A Welsh dairy farmer has been given a 12-month suspended prison sentence and ordered to pay £28,900 in costs for breaching bovine TB regulations.
Emyr Jones Evans of Llanfihangel-yng-Ngwynfa, near Llanfyllin, Powys, faced charges relating to fraud, cattle identification and TB regulation breaches, with 21 other offences taken into consideration.
Judge Philip Hughes sitting at Mold Crown Court described a tag swapping incident as the most serious offence.
The court heard that Mr Evan Jones retained a pedigree cow which had been earmarked for slaughter and presented an inferior cow instead.
“You stood to make a financial gain at the expense of public health,” Judge Hughes said.
Mr Jones Evans also admitted animal passport offences.
Lee Reynolds, prosecuting for Powys council, said that there were about 200 milking cows on the 400-acre farm and during TB testing in 2009 ear tag discrepancies were discovered.
There was concern about the level of TB on the holding and movement restrictions were imposed.

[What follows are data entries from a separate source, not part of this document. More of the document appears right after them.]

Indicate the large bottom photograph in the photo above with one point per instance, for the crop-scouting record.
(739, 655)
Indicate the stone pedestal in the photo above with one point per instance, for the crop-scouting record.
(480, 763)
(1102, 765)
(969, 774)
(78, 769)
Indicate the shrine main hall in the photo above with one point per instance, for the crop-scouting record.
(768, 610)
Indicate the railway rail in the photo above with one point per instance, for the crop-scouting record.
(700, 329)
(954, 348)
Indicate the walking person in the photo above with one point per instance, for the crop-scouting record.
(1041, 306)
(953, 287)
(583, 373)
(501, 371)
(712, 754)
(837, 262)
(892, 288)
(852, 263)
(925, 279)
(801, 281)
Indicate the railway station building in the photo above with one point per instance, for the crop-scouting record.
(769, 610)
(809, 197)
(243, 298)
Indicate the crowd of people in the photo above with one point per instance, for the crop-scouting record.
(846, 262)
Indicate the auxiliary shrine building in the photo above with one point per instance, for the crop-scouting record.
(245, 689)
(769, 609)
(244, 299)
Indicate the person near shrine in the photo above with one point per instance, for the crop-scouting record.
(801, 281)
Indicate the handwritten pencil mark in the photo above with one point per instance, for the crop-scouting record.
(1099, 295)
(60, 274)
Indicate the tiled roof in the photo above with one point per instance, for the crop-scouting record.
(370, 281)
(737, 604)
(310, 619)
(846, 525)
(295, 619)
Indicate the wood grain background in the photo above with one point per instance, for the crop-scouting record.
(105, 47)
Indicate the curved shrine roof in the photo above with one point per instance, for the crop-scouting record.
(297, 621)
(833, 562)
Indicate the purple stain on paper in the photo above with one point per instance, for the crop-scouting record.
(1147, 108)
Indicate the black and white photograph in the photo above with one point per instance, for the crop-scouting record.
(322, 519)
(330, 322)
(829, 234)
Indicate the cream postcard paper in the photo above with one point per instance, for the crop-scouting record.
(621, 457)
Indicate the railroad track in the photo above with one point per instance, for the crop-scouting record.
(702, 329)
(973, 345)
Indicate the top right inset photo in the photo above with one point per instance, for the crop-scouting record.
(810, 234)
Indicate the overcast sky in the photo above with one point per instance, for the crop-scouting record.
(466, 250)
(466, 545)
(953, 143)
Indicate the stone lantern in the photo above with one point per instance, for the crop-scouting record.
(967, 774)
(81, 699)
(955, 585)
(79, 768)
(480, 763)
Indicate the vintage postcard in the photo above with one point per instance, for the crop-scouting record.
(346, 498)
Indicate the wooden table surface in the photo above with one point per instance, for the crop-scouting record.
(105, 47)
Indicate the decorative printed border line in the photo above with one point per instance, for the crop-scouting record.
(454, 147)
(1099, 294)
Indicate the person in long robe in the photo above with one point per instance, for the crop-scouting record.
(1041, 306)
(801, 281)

In October and November 2009, 180 TB reactors were identified for slaughter and the farm received £400,000 compensation.
A further £100,000 was due to be paid for further slaughtering.
Geraint Walters, defending, said that while there was an obvious risk there was no evidence that any infected produce had got into the food chain.
The defendant was no longer a partner in the farm, and his future would be that of a hired hand, he said.
After the court hearing, Ken Yorston of Powys trading standards said the sentence should act as a deterrent to others in the farming industry who might be tempted to break the animal health regulations.